Handwashing can help eliminate millions of courses of antibiotics that are currently ineffectively and often inappropriately prescribed. Proper hygiene behaviour also helps prevent the spread of contagious diseases such as Sars, H5N1 influenza and Ebola, long considered impending threats among dense populations.
However, handwashing with soap is more commonly said than it is done. Notoriously difficult to monitor, rates of handwashing with soap vary dramatically, though rarely surpass 40 per cent to 50 per cent at key times and can be much lower, according to international studies. Even among medical professionals, there is an overall median compliance rate of only 40 per cent, according to the AMR global report.
Knowledge and practice are not equivalent. Establishing regular hygiene behaviour requires water, soap and a convenient basin together at the proper time and place - an "enabling environment".
For those living in affluent cities, this challenge may not be obvious. Yet, piped water and modern sinks are expensive and often unavailable in rural areas. Traditional water storage methods create awkward logistics for handwashing.
Makeshift solutions often involving recycled plastic bottles or milk cartons attached to a tree or post can be free, but have proven unsuccessful in changing behaviour. Because they are free, such devices are not valued and easily discarded. As one development expert said: "People don't want to use something that looks like rubbish hanging in their yard." Undeniably, the goal is regular usage.
In response, a small company in Vietnam has launched an innovative and attractive low-cost consumer product that promotes behaviour change, born from the Global Scaling Up of Handwashing campaign, a project under the water and sanitation programme that is part of the World Bank Group's Water Global Practice.
Our think-tank, the Global Institute For Tomorrow (Gift), supported this process. Currently wholly-owned by the WaterSHED non-governmental organisation, the social-business is now seeking to scale up production and distribution throughout the region.
Designed through a human-centred design process, it was a finalist for the World Design Impact Prize, which encourages industrial design driven projects that benefit society. Imagine a "portable sink" complete with soap tray, wastewater pipe and modern design, placed in the kitchen or outside the latrine, with optional mirror, dental kit and make-up - an aspirational, modern lifestyle product, yet still affordable at about US$12.
This contrasts with products in other regions that retail for US$200 or public hand sanitiser devices which require regular servicing.
The number of rural residents in Asean who could stand to benefit from a low-cost product that changes handwashing behaviour could amount to well over half of the region's 625 million population.
Countries with the greatest need for such a handwashing device, based on the percentage of the population with what is termed "improved sanitation", according to World Bank figures, are: Cambodia, 42 per cent (which means 58 per cent do not have access); Indonesia, 61 per cent; Laos, 71 per cent; the Philippines, 74 per cent; Vietnam, 78 per cent; and Myanmar, 80 per cent.
However, even where there is improved sanitation, there may not be running water, and in many rural areas there is no piped water into the household, so it is inconvenient to wash one's hands with soap.
Handwashing is the most important preventative measure that can be implemented today.
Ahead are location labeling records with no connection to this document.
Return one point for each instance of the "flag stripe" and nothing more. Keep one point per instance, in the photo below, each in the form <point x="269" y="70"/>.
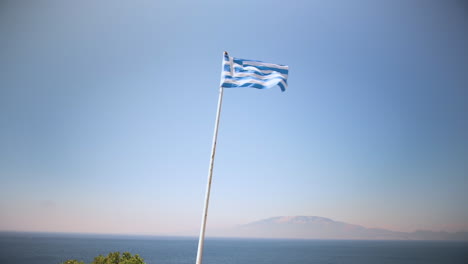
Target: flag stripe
<point x="240" y="73"/>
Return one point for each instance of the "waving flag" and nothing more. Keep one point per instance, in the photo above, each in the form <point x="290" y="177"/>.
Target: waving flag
<point x="240" y="73"/>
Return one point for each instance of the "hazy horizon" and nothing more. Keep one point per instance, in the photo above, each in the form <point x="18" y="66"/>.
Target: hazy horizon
<point x="107" y="113"/>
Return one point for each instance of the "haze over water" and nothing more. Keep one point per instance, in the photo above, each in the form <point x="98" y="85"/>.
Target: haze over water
<point x="25" y="248"/>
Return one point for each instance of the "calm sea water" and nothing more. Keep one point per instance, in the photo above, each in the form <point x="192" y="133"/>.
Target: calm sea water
<point x="40" y="248"/>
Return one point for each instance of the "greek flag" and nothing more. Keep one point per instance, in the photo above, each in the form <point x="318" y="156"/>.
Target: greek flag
<point x="240" y="73"/>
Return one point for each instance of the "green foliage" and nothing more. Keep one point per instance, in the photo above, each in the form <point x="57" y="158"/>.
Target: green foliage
<point x="112" y="258"/>
<point x="73" y="261"/>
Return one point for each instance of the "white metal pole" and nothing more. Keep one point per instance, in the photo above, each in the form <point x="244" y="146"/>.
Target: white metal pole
<point x="210" y="176"/>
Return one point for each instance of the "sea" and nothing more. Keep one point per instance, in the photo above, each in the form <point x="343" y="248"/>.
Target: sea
<point x="46" y="248"/>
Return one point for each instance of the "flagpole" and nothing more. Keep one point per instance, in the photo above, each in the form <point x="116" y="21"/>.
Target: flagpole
<point x="210" y="176"/>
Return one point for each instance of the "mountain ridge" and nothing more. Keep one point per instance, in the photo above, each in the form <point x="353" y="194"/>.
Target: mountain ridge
<point x="317" y="227"/>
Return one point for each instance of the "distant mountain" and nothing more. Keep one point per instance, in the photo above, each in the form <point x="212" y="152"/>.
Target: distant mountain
<point x="315" y="227"/>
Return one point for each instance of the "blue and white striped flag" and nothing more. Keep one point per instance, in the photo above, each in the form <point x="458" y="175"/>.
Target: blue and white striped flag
<point x="240" y="73"/>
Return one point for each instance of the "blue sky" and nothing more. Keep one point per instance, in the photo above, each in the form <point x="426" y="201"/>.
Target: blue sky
<point x="107" y="112"/>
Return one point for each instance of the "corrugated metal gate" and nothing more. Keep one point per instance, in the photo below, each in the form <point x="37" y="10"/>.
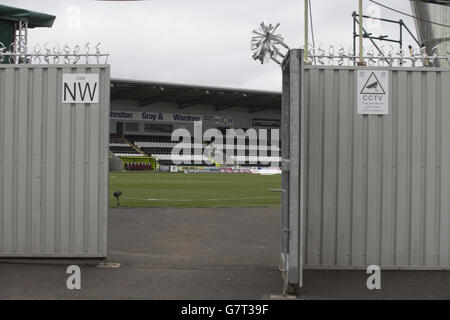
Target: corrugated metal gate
<point x="53" y="164"/>
<point x="374" y="189"/>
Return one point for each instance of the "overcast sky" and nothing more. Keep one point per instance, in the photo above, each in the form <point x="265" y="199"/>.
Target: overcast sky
<point x="203" y="42"/>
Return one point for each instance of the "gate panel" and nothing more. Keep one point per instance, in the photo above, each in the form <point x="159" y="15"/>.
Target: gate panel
<point x="53" y="164"/>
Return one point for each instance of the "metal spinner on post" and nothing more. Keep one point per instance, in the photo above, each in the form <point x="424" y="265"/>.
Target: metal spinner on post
<point x="267" y="45"/>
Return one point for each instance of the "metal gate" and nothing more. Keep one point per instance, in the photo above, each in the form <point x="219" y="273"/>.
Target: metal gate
<point x="362" y="189"/>
<point x="54" y="160"/>
<point x="291" y="263"/>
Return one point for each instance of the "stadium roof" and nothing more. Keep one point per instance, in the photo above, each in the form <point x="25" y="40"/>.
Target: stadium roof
<point x="189" y="95"/>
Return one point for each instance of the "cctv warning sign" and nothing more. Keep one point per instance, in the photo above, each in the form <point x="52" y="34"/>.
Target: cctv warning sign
<point x="373" y="92"/>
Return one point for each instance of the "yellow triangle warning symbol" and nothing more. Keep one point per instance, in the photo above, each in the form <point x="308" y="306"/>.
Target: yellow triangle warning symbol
<point x="373" y="86"/>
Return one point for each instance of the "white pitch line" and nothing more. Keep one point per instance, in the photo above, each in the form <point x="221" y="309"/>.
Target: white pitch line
<point x="190" y="200"/>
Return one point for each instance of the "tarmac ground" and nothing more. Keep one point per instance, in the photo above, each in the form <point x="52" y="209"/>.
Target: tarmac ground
<point x="203" y="253"/>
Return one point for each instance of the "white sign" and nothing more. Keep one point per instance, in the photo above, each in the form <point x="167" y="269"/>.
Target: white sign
<point x="171" y="117"/>
<point x="373" y="92"/>
<point x="80" y="88"/>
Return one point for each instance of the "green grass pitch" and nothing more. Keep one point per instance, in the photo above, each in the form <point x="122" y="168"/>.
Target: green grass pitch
<point x="194" y="190"/>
Other more costly and time-consuming investments in infrastructure and new pharmaceutical cures are also necessary. Singapore and other centres of innovation should incentivise the development of new drugs. Concurrently, Asean should set targets to reduce overall antibiotics usage.
Doctors, meanwhile, must be more conservative with prescriptions and also seek to facilitate handwashing behaviour among patients.
Everyone will have a role to play in this critical race against drug resistance - and it starts with prevention.